Abstract

Trematodes are common parasites in intertidal ecosystems. In North Atlantic, many of them use periwinkles Littorina saxatilis as the first intermediate host. In 1980s and 2000s, we studied the infection with trematodes in the edge populations of L. saxatilis along the western coast of Novaya Zemlya, Vaygach and Dolgiy islands in the Pechora Sea (South-Eastern Barents Sea). We found six trematode species: microphallids of “pygmaeus” group (MPG) (Microphallus pygmaeus, M. piriformes, M. triangulatus and M. pseudopygmaeus) (Microphallidae), Podocotyle atomon (Opecoelidae) and Tristriata anatis (Notocotylidae). The success of their transmission in the ecosystems of the Arctic intertidal is based on a certain isolation of their larval stages from the environment and on the abundance of the second intermediate and final hosts.
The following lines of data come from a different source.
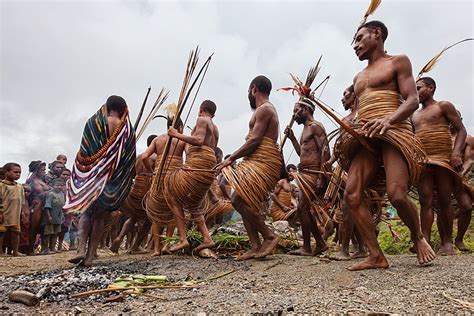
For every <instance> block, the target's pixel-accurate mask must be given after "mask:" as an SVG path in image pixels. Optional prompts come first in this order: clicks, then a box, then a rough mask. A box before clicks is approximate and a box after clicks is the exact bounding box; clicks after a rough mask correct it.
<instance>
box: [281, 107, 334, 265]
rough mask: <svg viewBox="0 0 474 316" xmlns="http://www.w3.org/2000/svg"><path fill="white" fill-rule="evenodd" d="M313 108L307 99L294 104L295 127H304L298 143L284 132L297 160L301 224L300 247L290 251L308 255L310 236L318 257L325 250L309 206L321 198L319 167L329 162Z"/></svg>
mask: <svg viewBox="0 0 474 316" xmlns="http://www.w3.org/2000/svg"><path fill="white" fill-rule="evenodd" d="M314 109H315V105H314V103H313V101H311V100H310V99H307V98H300V100H299V101H298V102H296V104H295V107H294V110H293V116H294V117H295V121H296V123H298V124H303V125H304V127H303V134H302V135H301V138H300V141H299V142H298V140H297V139H296V137H295V135H294V133H293V131H292V130H291V129H289V128H287V129H286V130H285V133H287V135H288V138H289V139H290V140H291V143H292V144H293V147H294V148H295V152H296V153H297V154H298V156H299V157H300V163H299V165H298V171H299V173H295V174H294V177H295V180H296V182H297V184H298V187H299V189H300V198H299V202H298V208H297V212H298V216H299V218H300V221H301V230H302V232H303V247H302V248H300V249H298V250H295V251H291V252H290V254H292V255H301V256H311V255H312V252H311V234H312V235H313V236H314V238H315V239H316V249H315V251H314V254H315V255H316V254H321V253H322V252H324V251H326V250H327V249H328V247H327V245H326V242H325V241H324V239H323V237H322V236H321V233H320V231H319V229H318V224H317V222H316V220H315V217H314V216H313V215H312V214H311V208H312V206H311V205H312V203H313V202H314V200H315V199H317V198H318V197H319V199H322V196H320V195H321V193H322V192H321V190H323V189H324V187H323V186H324V180H323V175H322V173H321V166H322V165H323V164H324V163H325V162H326V161H328V160H329V149H328V139H327V135H326V131H325V129H324V127H323V125H322V124H321V123H319V122H317V121H316V120H315V119H314V117H313V113H314ZM320 224H321V225H324V223H320Z"/></svg>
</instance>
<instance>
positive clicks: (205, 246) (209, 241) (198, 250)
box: [194, 240, 215, 252]
mask: <svg viewBox="0 0 474 316" xmlns="http://www.w3.org/2000/svg"><path fill="white" fill-rule="evenodd" d="M214 246H215V244H214V242H213V241H212V240H207V241H203V242H202V243H201V244H200V245H199V246H197V247H196V248H194V251H197V252H199V251H201V250H203V249H206V248H212V247H214Z"/></svg>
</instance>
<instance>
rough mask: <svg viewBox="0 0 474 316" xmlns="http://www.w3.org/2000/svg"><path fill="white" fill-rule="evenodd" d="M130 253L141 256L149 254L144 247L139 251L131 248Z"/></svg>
mask: <svg viewBox="0 0 474 316" xmlns="http://www.w3.org/2000/svg"><path fill="white" fill-rule="evenodd" d="M128 253H129V254H131V255H138V254H141V253H147V251H146V250H145V249H143V248H142V247H138V249H132V248H130V250H129V251H128Z"/></svg>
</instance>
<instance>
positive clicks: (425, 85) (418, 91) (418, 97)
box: [416, 80, 433, 103]
mask: <svg viewBox="0 0 474 316" xmlns="http://www.w3.org/2000/svg"><path fill="white" fill-rule="evenodd" d="M416 91H418V98H419V99H420V103H423V102H425V101H426V100H428V99H429V98H430V97H432V96H433V87H432V86H430V85H427V84H426V83H424V82H423V81H422V80H418V81H417V83H416Z"/></svg>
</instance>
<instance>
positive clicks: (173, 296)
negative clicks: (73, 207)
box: [0, 251, 474, 314]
The main role in the determination of the species composition and infection levels of trematodes in periwinkles is played not by regional gradient of climatic factors from Novaya Zemlya to Dolgiy Island or exposure to wave action but by regional distribution and abundance of the final hosts of these parasites, seabirds and fishes. Comparison of parasitological data from the 1980s and the 2000s showed that though the general character of differences in the infection of periwinkles between the regions had not changed significantly, the prevalence of MPG increased along the coast of Vaygach and M. piriformes and T. anatis expanded their distribution along its coast. This may be explained both by the changes in the numbers or distribution of birds and by climate warming, which promotes the transmission of parasites in high latitudes.